The Internet Explorer update blocks vulnerabilities in controls that have been developed using versions of the ATL. MS09-034 is rated critical and affects all versions of IE. The update also repairs three memory corruption vulnerabilities that leave IE vulnerable to any malicious ActiveX in the wild. The flaws could be exploited by an attacker to take complete control of an affected system, Microsoft said.
"Customers who are currently up to date on their security updates are protected from known attacks related to this out-of-band release," Mike Reavey, director of the Microsoft Security Response Center said in a statement.
The holes in Visual Studio could be potentially serious since the tool is used by developers and independent software vendors to build components used in Windows. MS09-035 addresses three flaws in the Active Template Library of Visual Studio that would enable developers to build vulnerable applications.
"To ensure customers are protected as quickly as possible, Microsoft is working to identify all vulnerable Microsoft-authored controls and components and will provide additional updates," Reavey said.
The ATL contains an uninitialized object vulnerability, a COM initialization vulnerability and a Null String vulnerability. The flaws can be exploited in drive-by attacks. An attacker can exploit the flaws in applications built using Visual Studio by setting up a malicious Web page.
"Patching urgently against this is recommended," said John Harrison, group product manager of Symantec Security Response. "One of aspects is you just don't know how pervasive a library may be and we've found previously that issues can show up in a variety of different software packages."

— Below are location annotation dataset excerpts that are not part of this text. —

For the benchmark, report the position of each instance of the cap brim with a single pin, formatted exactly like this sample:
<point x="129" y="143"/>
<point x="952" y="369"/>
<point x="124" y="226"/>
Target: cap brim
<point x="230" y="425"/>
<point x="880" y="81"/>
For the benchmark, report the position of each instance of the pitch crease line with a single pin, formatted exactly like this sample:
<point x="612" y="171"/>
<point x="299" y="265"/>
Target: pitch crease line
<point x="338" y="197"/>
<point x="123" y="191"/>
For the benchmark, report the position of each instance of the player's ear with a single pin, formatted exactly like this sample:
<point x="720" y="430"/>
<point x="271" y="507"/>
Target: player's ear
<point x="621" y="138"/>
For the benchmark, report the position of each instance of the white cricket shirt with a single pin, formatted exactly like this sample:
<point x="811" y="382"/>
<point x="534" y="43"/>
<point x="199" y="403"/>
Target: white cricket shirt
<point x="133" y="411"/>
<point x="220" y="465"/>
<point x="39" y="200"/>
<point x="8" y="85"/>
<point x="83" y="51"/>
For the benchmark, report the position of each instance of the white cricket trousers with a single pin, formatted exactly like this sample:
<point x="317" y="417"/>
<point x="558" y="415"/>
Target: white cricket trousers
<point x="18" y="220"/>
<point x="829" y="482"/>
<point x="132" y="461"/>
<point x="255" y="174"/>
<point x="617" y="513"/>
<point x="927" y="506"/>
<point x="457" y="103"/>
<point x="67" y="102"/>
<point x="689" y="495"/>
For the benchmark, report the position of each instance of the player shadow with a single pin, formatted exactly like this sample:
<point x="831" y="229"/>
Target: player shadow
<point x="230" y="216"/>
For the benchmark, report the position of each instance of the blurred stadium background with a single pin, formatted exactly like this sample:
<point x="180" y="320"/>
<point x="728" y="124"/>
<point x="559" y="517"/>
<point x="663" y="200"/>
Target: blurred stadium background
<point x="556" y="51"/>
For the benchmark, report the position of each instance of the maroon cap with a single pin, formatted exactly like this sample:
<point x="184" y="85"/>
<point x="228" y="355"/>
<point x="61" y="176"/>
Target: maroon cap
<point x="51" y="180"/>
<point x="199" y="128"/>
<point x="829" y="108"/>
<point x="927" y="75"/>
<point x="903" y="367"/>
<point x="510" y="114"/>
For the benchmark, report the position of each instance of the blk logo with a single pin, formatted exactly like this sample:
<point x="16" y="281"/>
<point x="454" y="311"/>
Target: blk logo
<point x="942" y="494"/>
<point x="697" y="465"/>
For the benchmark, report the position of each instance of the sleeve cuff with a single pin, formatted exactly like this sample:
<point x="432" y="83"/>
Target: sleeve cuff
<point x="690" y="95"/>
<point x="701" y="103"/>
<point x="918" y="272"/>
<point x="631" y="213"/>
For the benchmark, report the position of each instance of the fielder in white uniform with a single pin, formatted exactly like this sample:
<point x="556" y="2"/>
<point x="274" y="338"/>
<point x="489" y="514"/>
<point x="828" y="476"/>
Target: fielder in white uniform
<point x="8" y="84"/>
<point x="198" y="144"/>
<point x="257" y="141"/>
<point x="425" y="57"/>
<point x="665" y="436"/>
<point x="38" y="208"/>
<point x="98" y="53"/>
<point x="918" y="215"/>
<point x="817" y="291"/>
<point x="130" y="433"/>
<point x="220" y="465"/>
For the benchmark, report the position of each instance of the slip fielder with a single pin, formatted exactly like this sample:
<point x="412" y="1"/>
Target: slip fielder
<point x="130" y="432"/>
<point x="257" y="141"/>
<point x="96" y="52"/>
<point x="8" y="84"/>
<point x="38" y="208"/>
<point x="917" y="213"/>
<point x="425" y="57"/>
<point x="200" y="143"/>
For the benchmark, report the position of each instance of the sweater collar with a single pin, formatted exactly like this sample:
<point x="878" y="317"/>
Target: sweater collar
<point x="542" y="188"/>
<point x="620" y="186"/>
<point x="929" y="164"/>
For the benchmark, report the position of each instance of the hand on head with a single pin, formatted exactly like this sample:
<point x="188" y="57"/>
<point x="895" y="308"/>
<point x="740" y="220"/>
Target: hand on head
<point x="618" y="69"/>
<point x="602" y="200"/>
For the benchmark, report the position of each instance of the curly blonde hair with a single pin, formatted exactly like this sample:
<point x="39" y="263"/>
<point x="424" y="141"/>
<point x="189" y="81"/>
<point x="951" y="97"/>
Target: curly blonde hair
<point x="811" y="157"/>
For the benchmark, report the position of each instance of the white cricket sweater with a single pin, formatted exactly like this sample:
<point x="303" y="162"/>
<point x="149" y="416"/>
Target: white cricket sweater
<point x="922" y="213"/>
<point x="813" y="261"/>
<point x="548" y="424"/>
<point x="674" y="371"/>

Technically some of the programs built inside of Visual Studio could be potentially vulnerable as well, said Jason Miller, the security data team manager at patch management vendor Shavlik Technologies LLC. Patching could be an issue for firms that have been building applications using Visual Studio, Miller said.
"It could be considered critical for companies out there using Visual Studio," Miller said. "If you are talking about a roll-out, this could take some time. They would have to repackage some of their DLLs if they determine they would be vulnerable by having their DLLs built by this product."